Twice in my career, I’ve left jobs because of gender discrimination resulting in unequal pay. One time I quit. The other time I got fired.
The time I quit, I was part of a gender balanced leadership team. It was amazing. We had a high level of trust and truly enjoyed building a team together. After being part of this team for four years, I learned that a male peer of mine in another department had been making more than me for the past four years, despite the fact that he was running a team of 2 and I was running a team of 65. I also discovered that another male peer of mine was promoted above me in both pay and title, despite having consistently poorer performance reviews than I had had over the years. I was confused. I felt betrayed and lied to. I did go to HR, who did try to help, but no real change came from it. So, I packed my bags and said my goodbyes.

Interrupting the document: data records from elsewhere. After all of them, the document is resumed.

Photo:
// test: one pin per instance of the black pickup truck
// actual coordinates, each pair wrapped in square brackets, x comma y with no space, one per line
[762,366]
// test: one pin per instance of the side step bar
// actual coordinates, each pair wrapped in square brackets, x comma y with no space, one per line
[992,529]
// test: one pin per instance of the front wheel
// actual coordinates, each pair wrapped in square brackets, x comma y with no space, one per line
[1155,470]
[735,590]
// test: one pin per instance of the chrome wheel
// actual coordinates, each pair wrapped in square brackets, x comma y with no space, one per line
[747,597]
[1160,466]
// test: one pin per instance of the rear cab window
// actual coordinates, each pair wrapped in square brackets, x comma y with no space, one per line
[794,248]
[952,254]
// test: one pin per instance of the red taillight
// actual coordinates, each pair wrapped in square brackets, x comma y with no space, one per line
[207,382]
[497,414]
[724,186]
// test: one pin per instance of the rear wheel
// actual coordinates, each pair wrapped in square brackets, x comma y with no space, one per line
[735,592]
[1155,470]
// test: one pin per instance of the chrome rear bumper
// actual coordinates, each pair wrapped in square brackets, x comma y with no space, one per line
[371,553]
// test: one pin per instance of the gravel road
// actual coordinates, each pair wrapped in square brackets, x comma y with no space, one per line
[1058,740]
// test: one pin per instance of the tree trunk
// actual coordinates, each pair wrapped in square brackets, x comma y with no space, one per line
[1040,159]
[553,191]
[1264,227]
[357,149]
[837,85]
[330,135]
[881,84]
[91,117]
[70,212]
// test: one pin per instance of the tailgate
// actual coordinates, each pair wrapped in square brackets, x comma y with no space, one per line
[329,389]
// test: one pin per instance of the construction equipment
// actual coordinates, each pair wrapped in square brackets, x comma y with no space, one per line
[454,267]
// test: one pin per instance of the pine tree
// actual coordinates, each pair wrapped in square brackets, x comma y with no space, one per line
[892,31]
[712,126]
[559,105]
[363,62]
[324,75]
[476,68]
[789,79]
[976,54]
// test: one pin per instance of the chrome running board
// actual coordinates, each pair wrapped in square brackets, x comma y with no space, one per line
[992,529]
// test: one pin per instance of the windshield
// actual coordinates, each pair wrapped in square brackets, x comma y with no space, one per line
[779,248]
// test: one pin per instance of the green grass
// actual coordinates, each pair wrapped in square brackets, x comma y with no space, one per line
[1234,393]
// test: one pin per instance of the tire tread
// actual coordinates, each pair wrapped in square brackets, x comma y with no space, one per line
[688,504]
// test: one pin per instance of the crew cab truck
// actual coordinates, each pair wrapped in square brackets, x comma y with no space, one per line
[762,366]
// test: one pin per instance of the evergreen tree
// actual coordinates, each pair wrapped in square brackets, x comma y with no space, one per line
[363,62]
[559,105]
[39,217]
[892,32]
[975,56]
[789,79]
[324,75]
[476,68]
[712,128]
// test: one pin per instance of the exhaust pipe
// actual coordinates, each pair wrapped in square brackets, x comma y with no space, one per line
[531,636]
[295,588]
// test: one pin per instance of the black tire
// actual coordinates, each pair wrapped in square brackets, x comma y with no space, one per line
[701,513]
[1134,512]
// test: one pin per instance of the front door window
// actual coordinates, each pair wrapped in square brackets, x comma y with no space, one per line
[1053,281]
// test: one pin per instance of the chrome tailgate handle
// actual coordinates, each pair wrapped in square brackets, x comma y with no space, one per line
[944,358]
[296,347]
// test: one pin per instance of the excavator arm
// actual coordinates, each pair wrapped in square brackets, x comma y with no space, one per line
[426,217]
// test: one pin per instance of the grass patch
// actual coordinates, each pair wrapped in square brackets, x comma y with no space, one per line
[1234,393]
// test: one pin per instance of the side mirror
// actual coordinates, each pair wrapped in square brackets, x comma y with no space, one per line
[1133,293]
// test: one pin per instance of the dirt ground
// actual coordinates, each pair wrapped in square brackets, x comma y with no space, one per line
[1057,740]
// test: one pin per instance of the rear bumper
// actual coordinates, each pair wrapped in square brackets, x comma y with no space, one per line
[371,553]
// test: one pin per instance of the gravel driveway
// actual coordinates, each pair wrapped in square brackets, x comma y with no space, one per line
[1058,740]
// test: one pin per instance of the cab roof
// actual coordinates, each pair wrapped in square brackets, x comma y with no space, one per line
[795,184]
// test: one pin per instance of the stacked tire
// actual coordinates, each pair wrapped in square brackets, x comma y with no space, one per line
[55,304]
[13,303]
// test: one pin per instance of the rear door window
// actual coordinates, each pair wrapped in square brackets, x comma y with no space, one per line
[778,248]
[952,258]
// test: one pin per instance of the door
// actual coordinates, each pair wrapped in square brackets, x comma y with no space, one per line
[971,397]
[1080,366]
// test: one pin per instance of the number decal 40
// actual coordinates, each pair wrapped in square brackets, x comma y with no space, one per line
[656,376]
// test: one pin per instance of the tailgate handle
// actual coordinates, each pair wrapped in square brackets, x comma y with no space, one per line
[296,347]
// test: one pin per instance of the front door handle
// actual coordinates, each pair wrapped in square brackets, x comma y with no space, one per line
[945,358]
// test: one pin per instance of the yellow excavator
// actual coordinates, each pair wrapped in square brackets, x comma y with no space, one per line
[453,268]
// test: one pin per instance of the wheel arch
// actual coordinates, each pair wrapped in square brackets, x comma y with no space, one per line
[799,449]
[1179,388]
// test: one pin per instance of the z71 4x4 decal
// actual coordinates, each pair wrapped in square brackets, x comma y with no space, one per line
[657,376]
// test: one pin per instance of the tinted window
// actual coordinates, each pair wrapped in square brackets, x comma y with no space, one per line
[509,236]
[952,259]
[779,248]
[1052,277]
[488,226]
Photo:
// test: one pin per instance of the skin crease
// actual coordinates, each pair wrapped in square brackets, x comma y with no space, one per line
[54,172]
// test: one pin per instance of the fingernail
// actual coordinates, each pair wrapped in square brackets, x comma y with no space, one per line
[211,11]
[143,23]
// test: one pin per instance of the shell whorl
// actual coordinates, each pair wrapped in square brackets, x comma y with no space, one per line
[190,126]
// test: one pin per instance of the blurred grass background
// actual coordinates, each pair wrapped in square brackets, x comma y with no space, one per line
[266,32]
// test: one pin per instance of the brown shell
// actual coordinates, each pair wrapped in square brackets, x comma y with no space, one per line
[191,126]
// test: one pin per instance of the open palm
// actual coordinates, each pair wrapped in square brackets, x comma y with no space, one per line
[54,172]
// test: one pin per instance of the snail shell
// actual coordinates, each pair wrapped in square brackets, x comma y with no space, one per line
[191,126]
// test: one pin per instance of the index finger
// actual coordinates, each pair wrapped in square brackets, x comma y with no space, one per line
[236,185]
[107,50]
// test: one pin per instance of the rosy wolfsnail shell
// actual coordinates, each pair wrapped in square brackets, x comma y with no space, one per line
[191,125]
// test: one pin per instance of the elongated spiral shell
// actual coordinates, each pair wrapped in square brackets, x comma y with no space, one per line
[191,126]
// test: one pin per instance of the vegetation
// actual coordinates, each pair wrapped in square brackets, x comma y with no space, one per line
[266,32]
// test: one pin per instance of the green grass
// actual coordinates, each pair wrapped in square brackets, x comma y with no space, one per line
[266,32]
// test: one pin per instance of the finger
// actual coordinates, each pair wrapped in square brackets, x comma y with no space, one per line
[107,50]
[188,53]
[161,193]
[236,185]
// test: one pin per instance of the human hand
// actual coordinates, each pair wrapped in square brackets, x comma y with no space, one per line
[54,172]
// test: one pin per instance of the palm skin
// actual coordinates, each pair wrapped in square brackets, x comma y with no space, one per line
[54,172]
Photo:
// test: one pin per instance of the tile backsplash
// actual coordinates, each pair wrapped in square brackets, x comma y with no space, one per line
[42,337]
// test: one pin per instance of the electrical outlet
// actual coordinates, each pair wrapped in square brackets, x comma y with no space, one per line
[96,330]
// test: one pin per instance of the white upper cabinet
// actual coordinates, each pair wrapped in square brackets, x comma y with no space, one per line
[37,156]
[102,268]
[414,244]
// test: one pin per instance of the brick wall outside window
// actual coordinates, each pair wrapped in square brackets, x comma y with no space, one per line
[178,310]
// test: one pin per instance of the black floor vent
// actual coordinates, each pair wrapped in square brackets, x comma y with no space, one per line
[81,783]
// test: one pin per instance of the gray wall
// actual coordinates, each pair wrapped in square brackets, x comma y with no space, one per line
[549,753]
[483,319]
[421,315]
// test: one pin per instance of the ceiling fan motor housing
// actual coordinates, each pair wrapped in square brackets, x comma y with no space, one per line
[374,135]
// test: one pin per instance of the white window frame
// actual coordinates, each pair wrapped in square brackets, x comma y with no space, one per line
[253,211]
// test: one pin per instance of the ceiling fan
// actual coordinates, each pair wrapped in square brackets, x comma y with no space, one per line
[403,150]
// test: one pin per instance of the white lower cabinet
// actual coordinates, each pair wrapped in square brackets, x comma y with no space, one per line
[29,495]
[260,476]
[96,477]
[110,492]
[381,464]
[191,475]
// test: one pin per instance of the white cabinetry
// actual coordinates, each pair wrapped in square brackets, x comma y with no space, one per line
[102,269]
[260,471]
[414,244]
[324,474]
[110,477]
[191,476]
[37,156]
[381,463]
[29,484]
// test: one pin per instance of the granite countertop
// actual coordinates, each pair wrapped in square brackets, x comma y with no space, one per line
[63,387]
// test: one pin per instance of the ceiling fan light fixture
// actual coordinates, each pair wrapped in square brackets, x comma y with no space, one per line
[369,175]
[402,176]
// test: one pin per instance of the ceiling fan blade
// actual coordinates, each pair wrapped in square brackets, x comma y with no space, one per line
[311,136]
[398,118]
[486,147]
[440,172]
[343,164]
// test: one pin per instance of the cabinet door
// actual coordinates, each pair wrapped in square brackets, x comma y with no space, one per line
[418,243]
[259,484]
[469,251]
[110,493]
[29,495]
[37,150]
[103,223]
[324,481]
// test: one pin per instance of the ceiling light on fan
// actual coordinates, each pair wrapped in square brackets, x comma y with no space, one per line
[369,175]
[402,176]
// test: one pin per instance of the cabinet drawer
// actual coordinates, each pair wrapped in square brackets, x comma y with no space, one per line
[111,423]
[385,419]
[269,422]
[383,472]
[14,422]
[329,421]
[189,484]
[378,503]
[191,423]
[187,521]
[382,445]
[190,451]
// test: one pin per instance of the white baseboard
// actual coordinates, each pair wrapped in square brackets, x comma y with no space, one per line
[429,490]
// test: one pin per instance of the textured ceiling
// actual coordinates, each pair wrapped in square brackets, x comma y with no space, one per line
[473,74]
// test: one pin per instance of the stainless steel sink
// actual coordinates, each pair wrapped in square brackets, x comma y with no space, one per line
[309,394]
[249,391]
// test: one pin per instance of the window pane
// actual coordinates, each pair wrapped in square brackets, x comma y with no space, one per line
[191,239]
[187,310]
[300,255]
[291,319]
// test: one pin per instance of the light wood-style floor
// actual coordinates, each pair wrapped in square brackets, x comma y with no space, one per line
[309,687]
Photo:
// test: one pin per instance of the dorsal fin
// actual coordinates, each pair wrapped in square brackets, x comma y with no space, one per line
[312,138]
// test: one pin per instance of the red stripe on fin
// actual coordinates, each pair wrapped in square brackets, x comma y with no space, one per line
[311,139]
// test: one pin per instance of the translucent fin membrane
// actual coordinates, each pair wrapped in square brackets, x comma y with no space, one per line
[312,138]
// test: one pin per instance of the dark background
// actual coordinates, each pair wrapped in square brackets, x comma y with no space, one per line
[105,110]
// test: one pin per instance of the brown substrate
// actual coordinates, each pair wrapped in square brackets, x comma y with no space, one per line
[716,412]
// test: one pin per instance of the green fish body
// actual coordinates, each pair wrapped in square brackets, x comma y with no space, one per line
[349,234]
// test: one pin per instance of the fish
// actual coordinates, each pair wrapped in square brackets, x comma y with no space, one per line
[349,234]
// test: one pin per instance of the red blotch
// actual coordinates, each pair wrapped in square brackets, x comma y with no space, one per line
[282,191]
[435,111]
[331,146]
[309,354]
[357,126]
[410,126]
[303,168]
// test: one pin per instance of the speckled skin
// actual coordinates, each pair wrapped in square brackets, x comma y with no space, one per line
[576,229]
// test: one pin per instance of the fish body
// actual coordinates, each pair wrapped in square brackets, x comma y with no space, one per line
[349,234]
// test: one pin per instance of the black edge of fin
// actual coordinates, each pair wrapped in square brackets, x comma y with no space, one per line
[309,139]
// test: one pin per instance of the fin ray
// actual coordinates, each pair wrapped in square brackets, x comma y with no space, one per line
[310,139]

The time I got fired, it was over $5,000. A male peer of mine was getting paid $5,000 more than me. Despite reams of both objective and subjective proof from both employees and clients that our two jobs and our two performances definitively deserved equal pay, equal pay was not given. I expressed my concern and was fired.
Interesting to note that in both cases, my male peers were in full agreement with me, and even went to bat for me.
Unfortunately, I know that I’m not alone. Too often, equal pay is something we must fight for. And too often, we lose. Fortunately, as a founder and CEO, I’m now in the position where I can do something about it, at least at Stride. At Stride, we believe in and demand equal pay. We judge each employee on his or her merit. We’ve got things like salary bands that are common knowledge among all Striders, and every Strider has a mentor that works with her or him to achieve constant career growth.
In fact, last year, we had a male developer ask for a raise. When we reviewed all salaries, we felt that in order to give this individual a raise, we needed to also give another developer a raise. This other developer was a woman. The female developer didn’t come and ask for a raise. Yet, she was given one. Her work was on par with her male counterpart who did ask for the raise and so it was the only right answer.
To me, this is what equal pay means. It doesn’t mean giving equal pay when it’s asked for. It means giving equal pay all of the time, even when it is not asked for.
To show our support for the importance of equal pay, Stride has taken the Glassdoor Equal Pay Pledge. We ask that you do so with us.